Cuando el presidente J.F. Kennedy visitó el Berlín aún dividido en cuatro zonas de ocupación, como resultado de los acuerdos de Yalta y Postdam, la frase más conocida y citada de su intervención, con el muro a su espalda, fue la de “Yo también soy berlinés”.
Hace unos días, cuarenta y cinco años después, los medios de comunicación han llenado páginas con la gran concentración en torno a un candidato a la presidencia de Estados Unidos, Barak Obama. Está por ver que su “yes, we can” represente algo más que una frase de éxito en una campaña electoral, si bien en España ha demostrado su eficacia, de la mano de una cadena de televisión, para que la selección de fútbol ganara la copa de Europa y para que Nadal se alzara con la victoria en Wimblendon. (Sastre ha ganado el Tour sin el “podemos”).
Del discurso del candidato Obama la prensa ha destacado, además de su capacidad de convocatoria, el que en su intervención se dirigiera al “pueblo de Berlín” y a los “pueblos del mundo”, y a ello añadían, como ejemplo de que se trata de un personaje del siglo XXI, el que se refiriera a sí mismo con la expresión: “Soy un ciudadano del mundo”. Lo sorprendente es que lo elogiaran como una novedad y como una prueba de que estamos ante un individuo que sabe vivir su época y presentarse por encima de las diferencias nacionales en este mundo cada vez más globalizado.
Sin embargo, quienes hacen esa valoración olvidan que los ilustrados, en el siglo XVIII, habían hablado en esos términos. Que Voltaire se consideraba “ciudadano del universo” y que Montesquieu, cuando redactó la voz “Cosmopolita” para la Enciclopedia, dijo: “Prefiero mi familia a mí mismo, mi patria a mi familia y el género humano a mi patria”. De aquel cosmopolitismo ilustrado nacería luego el internacionalismo, característico del movimiento obrero, y en especial del pensamiento marxista, que lo formuló de manera contundente en aquella afirmación del Manifiesto Comunista: “Los obreros no tienen patria”.
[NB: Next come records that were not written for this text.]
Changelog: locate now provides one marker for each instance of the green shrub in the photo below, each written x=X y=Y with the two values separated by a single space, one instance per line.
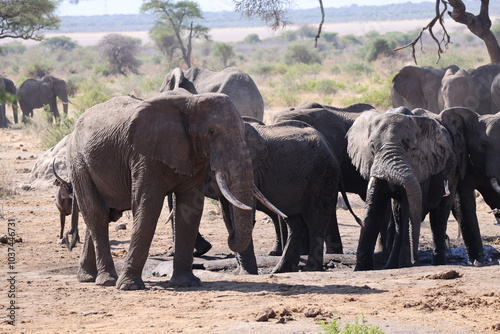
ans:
x=95 y=94
x=334 y=327
x=57 y=131
x=38 y=69
x=298 y=53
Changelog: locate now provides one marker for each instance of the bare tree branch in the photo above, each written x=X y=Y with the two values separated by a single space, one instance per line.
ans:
x=479 y=25
x=441 y=44
x=320 y=24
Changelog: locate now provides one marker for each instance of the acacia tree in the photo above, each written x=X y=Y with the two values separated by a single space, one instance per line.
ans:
x=26 y=18
x=179 y=17
x=274 y=13
x=120 y=52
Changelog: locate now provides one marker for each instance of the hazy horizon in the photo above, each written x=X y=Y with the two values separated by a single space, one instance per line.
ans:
x=111 y=7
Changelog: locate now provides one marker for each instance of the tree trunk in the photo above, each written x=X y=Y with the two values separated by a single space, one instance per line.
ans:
x=479 y=25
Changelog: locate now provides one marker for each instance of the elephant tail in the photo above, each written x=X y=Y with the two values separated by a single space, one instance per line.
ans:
x=346 y=200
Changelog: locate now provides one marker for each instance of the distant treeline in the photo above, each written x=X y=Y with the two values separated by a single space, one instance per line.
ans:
x=143 y=22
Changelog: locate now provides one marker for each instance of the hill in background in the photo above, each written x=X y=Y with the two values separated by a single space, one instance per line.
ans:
x=227 y=19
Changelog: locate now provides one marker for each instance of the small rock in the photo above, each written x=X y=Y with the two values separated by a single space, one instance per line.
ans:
x=447 y=274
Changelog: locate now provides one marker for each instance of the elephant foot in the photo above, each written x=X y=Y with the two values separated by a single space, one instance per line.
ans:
x=84 y=276
x=242 y=271
x=313 y=265
x=334 y=249
x=274 y=252
x=106 y=279
x=184 y=281
x=130 y=282
x=202 y=248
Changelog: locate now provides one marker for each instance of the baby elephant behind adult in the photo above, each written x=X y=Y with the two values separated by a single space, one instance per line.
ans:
x=141 y=152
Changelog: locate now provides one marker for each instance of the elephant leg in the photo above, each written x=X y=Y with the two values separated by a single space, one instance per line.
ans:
x=291 y=254
x=201 y=246
x=464 y=210
x=189 y=208
x=146 y=213
x=62 y=219
x=280 y=235
x=377 y=202
x=87 y=271
x=333 y=240
x=246 y=260
x=247 y=263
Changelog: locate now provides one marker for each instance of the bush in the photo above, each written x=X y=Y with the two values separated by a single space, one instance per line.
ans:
x=334 y=327
x=38 y=69
x=299 y=53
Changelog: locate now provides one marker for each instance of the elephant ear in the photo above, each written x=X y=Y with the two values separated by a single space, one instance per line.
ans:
x=358 y=138
x=256 y=144
x=407 y=84
x=158 y=130
x=432 y=153
x=456 y=121
x=47 y=86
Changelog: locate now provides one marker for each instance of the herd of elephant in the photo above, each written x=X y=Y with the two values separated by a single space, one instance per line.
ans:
x=33 y=94
x=191 y=141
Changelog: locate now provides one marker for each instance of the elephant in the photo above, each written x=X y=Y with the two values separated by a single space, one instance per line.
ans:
x=296 y=170
x=8 y=86
x=411 y=158
x=495 y=94
x=231 y=81
x=481 y=172
x=457 y=90
x=333 y=123
x=141 y=152
x=33 y=94
x=418 y=87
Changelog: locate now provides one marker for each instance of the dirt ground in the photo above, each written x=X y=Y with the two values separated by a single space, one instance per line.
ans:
x=49 y=298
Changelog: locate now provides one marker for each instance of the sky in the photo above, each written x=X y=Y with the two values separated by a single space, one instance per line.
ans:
x=110 y=7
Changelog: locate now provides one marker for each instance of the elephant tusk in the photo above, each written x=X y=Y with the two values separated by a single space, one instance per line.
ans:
x=494 y=184
x=446 y=189
x=169 y=217
x=224 y=189
x=260 y=196
x=372 y=181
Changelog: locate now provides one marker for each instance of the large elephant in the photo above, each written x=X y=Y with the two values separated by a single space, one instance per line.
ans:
x=495 y=94
x=333 y=123
x=457 y=90
x=33 y=94
x=297 y=171
x=418 y=87
x=482 y=163
x=231 y=81
x=141 y=152
x=411 y=159
x=7 y=86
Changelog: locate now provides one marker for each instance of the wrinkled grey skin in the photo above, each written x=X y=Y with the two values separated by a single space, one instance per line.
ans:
x=407 y=158
x=8 y=86
x=418 y=87
x=438 y=89
x=296 y=171
x=333 y=123
x=481 y=165
x=495 y=94
x=231 y=81
x=138 y=154
x=34 y=94
x=457 y=90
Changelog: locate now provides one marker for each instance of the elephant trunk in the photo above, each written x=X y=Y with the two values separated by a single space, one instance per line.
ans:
x=237 y=178
x=494 y=184
x=394 y=168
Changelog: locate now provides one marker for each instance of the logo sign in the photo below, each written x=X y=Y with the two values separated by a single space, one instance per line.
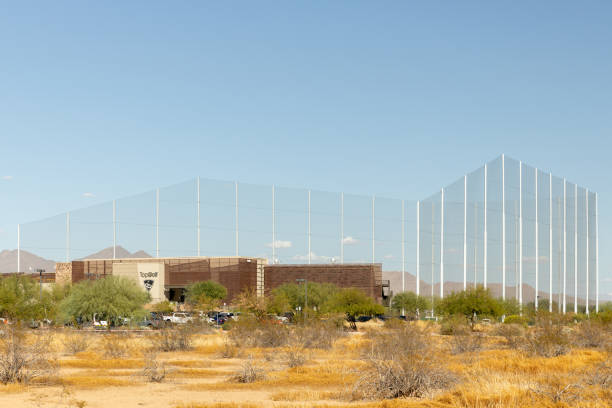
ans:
x=149 y=284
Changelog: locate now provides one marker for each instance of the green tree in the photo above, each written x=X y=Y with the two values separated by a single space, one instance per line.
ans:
x=290 y=295
x=411 y=303
x=108 y=298
x=471 y=303
x=353 y=302
x=21 y=299
x=162 y=307
x=205 y=295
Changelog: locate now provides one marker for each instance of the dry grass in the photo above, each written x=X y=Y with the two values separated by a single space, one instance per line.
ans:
x=502 y=374
x=81 y=381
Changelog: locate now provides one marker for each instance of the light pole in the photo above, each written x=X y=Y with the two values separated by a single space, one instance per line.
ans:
x=305 y=281
x=40 y=272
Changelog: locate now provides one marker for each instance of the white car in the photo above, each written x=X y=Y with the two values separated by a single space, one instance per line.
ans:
x=178 y=317
x=100 y=323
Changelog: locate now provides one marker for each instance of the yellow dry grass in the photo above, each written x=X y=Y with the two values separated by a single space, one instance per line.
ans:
x=82 y=381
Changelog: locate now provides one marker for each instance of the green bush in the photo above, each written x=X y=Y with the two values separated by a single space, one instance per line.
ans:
x=454 y=325
x=516 y=319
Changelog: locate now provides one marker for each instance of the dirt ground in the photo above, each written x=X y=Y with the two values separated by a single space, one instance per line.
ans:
x=493 y=375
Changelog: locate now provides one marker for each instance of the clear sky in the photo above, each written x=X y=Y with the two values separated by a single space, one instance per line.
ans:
x=100 y=100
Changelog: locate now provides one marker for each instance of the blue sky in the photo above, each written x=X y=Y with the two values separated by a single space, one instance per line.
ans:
x=393 y=98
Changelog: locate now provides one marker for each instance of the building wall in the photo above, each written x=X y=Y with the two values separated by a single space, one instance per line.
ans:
x=235 y=273
x=63 y=273
x=367 y=277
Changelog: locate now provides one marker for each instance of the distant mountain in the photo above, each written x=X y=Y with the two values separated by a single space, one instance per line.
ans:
x=8 y=259
x=8 y=262
x=120 y=252
x=395 y=281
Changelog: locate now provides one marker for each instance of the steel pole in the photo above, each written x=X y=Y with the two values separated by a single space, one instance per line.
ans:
x=521 y=233
x=486 y=237
x=198 y=214
x=550 y=296
x=418 y=277
x=309 y=243
x=114 y=229
x=465 y=232
x=442 y=244
x=403 y=225
x=157 y=223
x=537 y=283
x=18 y=248
x=575 y=248
x=503 y=227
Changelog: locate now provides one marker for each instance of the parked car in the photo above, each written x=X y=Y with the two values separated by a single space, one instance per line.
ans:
x=178 y=318
x=99 y=324
x=153 y=320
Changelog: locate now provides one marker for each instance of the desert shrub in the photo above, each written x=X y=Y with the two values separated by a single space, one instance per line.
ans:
x=454 y=325
x=76 y=343
x=601 y=376
x=592 y=334
x=174 y=339
x=229 y=350
x=516 y=319
x=394 y=323
x=413 y=376
x=513 y=333
x=22 y=360
x=295 y=356
x=317 y=333
x=249 y=372
x=547 y=340
x=465 y=343
x=402 y=363
x=604 y=317
x=251 y=332
x=115 y=345
x=410 y=339
x=556 y=389
x=153 y=370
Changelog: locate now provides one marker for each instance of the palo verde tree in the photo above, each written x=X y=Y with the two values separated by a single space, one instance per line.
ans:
x=471 y=303
x=290 y=296
x=353 y=302
x=21 y=298
x=411 y=303
x=205 y=295
x=108 y=298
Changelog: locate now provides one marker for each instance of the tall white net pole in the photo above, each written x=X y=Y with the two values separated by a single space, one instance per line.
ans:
x=564 y=245
x=537 y=244
x=273 y=226
x=586 y=197
x=18 y=247
x=485 y=228
x=521 y=233
x=68 y=237
x=550 y=296
x=403 y=224
x=418 y=277
x=341 y=228
x=114 y=229
x=309 y=243
x=575 y=248
x=596 y=254
x=373 y=230
x=503 y=227
x=198 y=213
x=465 y=232
x=442 y=244
x=157 y=223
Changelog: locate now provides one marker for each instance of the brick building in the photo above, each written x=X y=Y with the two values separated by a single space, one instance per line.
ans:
x=367 y=277
x=167 y=278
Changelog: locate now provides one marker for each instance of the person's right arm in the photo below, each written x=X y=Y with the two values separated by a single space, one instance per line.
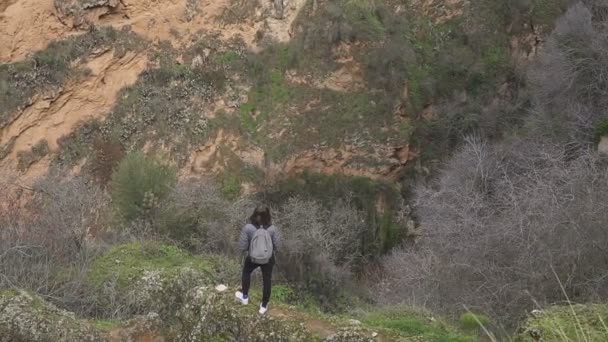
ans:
x=244 y=239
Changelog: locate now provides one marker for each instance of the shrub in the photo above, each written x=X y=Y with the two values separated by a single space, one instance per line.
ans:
x=44 y=238
x=37 y=152
x=499 y=220
x=139 y=184
x=569 y=82
x=198 y=216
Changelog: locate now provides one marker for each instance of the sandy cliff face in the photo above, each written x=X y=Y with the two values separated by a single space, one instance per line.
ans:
x=28 y=26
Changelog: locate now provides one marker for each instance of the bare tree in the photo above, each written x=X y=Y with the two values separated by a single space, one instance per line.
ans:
x=497 y=221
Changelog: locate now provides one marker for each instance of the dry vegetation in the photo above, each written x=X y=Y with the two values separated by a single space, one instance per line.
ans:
x=505 y=222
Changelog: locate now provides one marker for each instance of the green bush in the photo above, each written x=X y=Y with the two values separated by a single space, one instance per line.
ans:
x=139 y=183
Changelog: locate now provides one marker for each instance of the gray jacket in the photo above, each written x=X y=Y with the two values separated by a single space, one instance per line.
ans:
x=247 y=235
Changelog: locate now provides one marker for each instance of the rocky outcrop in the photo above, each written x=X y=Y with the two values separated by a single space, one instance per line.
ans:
x=26 y=317
x=82 y=13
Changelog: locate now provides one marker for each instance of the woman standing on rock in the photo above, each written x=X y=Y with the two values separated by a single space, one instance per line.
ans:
x=260 y=240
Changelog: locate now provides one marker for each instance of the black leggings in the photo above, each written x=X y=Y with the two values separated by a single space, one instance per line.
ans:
x=266 y=278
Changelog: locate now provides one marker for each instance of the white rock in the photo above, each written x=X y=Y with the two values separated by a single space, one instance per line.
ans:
x=354 y=322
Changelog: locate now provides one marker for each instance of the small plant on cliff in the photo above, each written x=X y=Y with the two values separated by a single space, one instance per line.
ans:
x=139 y=184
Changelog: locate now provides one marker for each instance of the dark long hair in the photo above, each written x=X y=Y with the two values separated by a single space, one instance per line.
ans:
x=261 y=217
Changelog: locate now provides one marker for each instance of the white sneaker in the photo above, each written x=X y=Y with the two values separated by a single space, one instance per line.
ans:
x=240 y=298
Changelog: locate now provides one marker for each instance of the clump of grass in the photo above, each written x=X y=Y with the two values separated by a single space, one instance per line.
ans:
x=473 y=322
x=36 y=153
x=576 y=322
x=408 y=323
x=125 y=264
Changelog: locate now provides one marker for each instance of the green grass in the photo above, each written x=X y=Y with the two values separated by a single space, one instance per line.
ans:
x=577 y=322
x=126 y=263
x=406 y=323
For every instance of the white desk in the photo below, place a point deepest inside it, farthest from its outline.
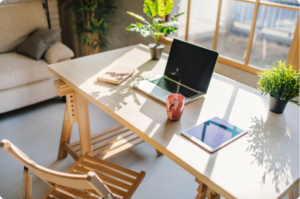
(265, 163)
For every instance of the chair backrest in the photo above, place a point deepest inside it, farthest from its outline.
(18, 21)
(83, 182)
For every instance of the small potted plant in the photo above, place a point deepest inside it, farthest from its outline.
(157, 11)
(283, 85)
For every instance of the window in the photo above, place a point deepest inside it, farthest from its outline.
(248, 34)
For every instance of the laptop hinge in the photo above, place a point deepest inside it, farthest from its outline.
(183, 85)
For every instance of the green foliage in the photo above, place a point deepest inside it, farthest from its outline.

Esta admiración por el universalismo de Obama coincide con una situación en España en la que muchos parecen haber perdido de vista que la conformación de un Estado autonómico como el reconocido al amparo de la Constitución no representa un modelo federal, aunque partidos como el socialista tengan una estructura interna de carácter federal. Los socialistas catalanes deberían saber que su modelo de partido no tiene por qué coincidir con el del Estado, del mismo modo que ellos, a pesar de su definición republicana, no hacen de esa cuestión el eje de su política. Hace unos años, durante una mesa redonda que trataba de estos temas, un senador de CiU habló de la importancia que en su comunidad tenían los hechos “singulares” y “diferenciales”, que en la práctica los oyentes interpretamos como formas particulares de idiosincrasia. En el coloquio le manifesté mis dudas acerca de sus consideraciones y le expresé que, de acuerdo con su modelo, mi pueblo, en el sur de Córdoba, tenía gran cantidad de hechos diferenciales, no solo con los que lo rodean, sino también con el resto de España, y que sin embargo no por eso apelábamos a definirnos como nación. Aquello fue en el año 2004, y el cosmopolitismo ilustrado todavía no había superado los Pirineos (al menos en Cataluña).
Y por favor, un llamamiento a los comentaristas y corresponsales de prensa, a los seguidores de Obama: ¡Lean!, que la condición de ciudadano del mundo ya estaba inventada en el siglo XVIII.